Schmitt und Simmler helfen am Stand der Caritas

Von links: Markus Reiter (Ressortleiter Eingliederungshilfe und Teilhabe bei der Caritas), Frederik Schmitt, Susanne Simmler, Ansgar Erb aus dem Caritas-Vorstand und Alicia Mathes (Referentin Eingliederungshilfe und Teilhabe bei der Caritas. Fotos: Christine Görlich.

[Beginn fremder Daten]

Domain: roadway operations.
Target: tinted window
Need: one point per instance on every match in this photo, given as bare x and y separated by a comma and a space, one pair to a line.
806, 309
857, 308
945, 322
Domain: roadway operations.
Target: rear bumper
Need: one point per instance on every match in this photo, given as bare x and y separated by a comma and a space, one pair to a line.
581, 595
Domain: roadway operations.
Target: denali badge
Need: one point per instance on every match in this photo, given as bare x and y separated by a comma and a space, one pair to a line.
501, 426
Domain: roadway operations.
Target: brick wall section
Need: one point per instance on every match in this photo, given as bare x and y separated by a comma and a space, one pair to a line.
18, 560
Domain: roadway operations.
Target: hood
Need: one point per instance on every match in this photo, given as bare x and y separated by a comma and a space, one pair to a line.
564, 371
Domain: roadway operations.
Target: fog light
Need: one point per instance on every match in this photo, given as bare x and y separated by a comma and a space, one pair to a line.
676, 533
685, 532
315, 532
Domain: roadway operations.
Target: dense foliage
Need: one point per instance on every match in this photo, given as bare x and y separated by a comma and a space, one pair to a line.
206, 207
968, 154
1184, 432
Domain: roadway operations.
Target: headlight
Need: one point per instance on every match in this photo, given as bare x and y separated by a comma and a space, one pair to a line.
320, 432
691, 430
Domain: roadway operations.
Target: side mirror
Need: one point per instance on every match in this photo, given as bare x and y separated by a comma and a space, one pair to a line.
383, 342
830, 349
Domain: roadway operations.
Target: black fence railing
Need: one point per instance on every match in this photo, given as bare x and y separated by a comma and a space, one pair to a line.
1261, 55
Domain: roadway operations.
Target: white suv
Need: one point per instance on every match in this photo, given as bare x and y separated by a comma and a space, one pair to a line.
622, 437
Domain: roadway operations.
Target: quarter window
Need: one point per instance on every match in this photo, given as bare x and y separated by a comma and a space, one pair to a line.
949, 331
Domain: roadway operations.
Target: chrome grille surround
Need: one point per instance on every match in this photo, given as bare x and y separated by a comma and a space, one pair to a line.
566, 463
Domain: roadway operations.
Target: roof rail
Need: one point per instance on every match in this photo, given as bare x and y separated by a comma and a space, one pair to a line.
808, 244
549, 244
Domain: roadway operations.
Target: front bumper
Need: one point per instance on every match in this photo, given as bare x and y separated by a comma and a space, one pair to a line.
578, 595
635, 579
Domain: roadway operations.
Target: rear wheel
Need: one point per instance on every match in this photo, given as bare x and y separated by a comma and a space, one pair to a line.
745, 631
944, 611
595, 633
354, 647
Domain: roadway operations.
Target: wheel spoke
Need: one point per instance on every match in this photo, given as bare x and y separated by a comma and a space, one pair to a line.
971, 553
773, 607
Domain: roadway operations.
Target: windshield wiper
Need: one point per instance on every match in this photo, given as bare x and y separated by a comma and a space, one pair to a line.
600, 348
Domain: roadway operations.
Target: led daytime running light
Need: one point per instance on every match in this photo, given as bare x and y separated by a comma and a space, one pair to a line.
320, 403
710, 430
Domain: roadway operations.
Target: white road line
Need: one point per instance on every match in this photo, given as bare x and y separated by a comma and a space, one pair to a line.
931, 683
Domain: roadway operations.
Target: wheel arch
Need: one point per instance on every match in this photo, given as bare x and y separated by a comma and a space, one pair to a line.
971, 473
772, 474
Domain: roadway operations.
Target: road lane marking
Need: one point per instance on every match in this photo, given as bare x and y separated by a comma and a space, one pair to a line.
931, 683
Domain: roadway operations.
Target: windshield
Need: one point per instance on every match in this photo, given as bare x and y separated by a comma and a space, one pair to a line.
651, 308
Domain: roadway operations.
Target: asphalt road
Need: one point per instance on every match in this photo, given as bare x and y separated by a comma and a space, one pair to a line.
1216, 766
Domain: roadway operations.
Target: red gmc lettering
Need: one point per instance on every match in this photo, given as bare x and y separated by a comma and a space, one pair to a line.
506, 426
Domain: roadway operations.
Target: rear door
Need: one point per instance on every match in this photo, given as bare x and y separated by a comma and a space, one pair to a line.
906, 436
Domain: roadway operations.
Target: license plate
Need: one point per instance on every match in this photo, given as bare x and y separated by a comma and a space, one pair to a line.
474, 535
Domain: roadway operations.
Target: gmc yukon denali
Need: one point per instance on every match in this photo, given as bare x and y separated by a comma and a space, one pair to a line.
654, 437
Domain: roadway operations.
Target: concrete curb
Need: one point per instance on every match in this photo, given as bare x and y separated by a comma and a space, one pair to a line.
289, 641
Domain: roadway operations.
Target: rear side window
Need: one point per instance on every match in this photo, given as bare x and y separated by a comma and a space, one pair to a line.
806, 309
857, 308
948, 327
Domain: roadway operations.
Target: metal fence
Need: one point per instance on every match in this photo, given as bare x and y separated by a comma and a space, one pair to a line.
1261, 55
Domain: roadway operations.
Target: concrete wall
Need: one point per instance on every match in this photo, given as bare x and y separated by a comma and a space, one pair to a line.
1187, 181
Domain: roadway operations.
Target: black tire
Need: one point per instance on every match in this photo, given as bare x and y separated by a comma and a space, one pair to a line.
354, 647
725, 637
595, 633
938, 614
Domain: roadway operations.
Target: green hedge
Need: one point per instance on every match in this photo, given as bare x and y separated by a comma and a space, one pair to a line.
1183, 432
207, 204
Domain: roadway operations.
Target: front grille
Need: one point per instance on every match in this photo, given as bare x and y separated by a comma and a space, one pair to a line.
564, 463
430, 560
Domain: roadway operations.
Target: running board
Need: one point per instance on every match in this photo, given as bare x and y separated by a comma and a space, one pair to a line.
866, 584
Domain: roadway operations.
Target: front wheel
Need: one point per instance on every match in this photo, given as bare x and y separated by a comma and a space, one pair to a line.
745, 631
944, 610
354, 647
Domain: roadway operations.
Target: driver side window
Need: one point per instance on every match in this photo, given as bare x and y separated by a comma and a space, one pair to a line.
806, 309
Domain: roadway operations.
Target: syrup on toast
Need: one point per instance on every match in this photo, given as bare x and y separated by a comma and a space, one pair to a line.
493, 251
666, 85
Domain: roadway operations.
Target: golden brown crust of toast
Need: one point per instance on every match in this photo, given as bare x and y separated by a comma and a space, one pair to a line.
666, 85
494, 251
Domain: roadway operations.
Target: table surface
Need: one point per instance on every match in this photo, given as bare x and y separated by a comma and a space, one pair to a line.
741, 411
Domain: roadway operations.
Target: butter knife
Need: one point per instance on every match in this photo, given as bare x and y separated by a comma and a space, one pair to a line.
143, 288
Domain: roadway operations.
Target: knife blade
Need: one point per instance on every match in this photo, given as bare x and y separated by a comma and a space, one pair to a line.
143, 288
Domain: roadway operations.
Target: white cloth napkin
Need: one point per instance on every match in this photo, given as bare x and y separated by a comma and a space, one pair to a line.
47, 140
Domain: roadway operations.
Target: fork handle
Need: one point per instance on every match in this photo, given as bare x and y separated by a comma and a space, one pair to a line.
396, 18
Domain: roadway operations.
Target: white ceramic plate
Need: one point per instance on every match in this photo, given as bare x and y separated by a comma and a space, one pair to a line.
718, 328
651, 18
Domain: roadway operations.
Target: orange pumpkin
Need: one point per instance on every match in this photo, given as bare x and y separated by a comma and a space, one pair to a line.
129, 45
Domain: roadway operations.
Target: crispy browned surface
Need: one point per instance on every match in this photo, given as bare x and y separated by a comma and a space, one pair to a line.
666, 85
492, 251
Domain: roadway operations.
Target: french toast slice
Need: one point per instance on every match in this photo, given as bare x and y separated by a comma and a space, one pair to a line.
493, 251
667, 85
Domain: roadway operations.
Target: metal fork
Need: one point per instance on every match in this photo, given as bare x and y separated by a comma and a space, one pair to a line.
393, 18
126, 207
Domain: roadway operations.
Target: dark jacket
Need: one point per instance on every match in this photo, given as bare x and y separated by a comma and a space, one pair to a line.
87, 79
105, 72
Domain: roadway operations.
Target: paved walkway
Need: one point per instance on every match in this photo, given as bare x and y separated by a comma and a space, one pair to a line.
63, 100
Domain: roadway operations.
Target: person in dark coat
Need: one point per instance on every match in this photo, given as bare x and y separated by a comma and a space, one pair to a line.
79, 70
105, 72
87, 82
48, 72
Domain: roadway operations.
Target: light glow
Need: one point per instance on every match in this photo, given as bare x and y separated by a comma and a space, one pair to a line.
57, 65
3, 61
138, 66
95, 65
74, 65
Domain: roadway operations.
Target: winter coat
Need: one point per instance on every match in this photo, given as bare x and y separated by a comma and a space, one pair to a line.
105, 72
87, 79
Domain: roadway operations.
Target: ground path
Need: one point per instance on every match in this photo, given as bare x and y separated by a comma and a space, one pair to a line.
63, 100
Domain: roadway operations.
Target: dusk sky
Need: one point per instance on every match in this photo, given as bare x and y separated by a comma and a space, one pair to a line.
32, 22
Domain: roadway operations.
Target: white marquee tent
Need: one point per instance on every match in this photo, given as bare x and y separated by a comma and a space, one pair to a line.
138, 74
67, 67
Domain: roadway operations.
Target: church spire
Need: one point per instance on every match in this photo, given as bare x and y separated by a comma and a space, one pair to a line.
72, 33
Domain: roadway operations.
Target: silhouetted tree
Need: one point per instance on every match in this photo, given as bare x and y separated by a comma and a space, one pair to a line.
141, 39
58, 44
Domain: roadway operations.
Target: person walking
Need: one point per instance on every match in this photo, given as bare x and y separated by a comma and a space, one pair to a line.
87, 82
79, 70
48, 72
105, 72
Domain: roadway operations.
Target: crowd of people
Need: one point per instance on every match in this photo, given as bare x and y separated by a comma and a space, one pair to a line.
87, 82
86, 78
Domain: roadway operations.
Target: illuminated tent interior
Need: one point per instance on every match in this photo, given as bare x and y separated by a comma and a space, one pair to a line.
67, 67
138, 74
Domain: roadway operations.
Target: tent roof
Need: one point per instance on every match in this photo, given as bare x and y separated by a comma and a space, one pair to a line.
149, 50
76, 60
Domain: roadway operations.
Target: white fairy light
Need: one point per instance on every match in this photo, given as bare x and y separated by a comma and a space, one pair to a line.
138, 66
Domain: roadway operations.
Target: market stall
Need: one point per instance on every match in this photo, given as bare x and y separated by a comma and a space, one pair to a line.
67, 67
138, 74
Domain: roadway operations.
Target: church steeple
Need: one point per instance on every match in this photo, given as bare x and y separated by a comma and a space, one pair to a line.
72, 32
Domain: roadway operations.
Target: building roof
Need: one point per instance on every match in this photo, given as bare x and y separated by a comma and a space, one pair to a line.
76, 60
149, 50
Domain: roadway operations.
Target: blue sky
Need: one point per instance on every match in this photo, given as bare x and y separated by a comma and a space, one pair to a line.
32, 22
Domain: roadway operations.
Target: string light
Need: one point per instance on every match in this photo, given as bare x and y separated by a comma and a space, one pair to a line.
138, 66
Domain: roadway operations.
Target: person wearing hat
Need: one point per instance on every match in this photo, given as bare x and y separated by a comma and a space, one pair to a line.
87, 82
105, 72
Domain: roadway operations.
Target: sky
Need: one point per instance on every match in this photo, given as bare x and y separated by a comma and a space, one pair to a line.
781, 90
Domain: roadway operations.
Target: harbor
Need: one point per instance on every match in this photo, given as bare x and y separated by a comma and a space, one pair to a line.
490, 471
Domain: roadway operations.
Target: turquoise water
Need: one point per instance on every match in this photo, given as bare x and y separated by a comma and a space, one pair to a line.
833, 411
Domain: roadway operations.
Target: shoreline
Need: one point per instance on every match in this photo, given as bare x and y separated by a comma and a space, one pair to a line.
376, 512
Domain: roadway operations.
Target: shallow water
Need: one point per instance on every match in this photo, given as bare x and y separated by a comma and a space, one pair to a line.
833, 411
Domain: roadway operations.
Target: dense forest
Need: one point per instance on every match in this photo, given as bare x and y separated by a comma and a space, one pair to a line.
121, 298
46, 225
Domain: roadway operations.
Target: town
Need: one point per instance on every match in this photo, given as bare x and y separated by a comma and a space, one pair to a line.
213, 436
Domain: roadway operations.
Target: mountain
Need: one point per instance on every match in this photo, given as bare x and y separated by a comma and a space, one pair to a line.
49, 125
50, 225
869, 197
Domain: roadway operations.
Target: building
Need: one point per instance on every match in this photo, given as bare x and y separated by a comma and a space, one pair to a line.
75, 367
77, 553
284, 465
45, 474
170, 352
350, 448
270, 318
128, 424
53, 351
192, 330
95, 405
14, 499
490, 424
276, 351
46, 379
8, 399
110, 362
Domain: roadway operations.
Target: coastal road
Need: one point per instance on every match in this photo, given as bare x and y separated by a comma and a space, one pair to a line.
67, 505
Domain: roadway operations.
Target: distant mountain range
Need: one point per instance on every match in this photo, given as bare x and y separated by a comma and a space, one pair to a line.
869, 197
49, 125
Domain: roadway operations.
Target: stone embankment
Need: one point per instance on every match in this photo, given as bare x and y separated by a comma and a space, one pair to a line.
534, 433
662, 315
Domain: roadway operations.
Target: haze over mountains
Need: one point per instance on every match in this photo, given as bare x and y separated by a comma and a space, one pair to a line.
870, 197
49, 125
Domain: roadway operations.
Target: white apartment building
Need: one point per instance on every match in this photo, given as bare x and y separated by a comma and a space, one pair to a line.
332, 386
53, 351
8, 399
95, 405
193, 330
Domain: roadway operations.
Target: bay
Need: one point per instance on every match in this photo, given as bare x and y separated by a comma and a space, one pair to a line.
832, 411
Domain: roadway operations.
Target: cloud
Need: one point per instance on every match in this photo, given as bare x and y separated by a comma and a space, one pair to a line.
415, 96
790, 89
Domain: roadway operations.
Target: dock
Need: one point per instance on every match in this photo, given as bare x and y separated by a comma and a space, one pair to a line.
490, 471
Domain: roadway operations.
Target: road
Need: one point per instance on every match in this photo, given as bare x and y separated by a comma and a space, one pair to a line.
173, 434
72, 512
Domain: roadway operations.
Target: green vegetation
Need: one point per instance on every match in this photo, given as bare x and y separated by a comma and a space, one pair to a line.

Fulda (gü) – Das Team der Caritas bekam auch am Dienstag wieder Unterstützung im Verkaufsstand auf dem Weihnachtsmarkt. Fuldas Erster Kreisbeigeordneter Frederik Schmitt und die Landesdirektorin des Landeswohlfahrtsverbands Susanne Simmler übernahmen gemeinsam einen Dienst.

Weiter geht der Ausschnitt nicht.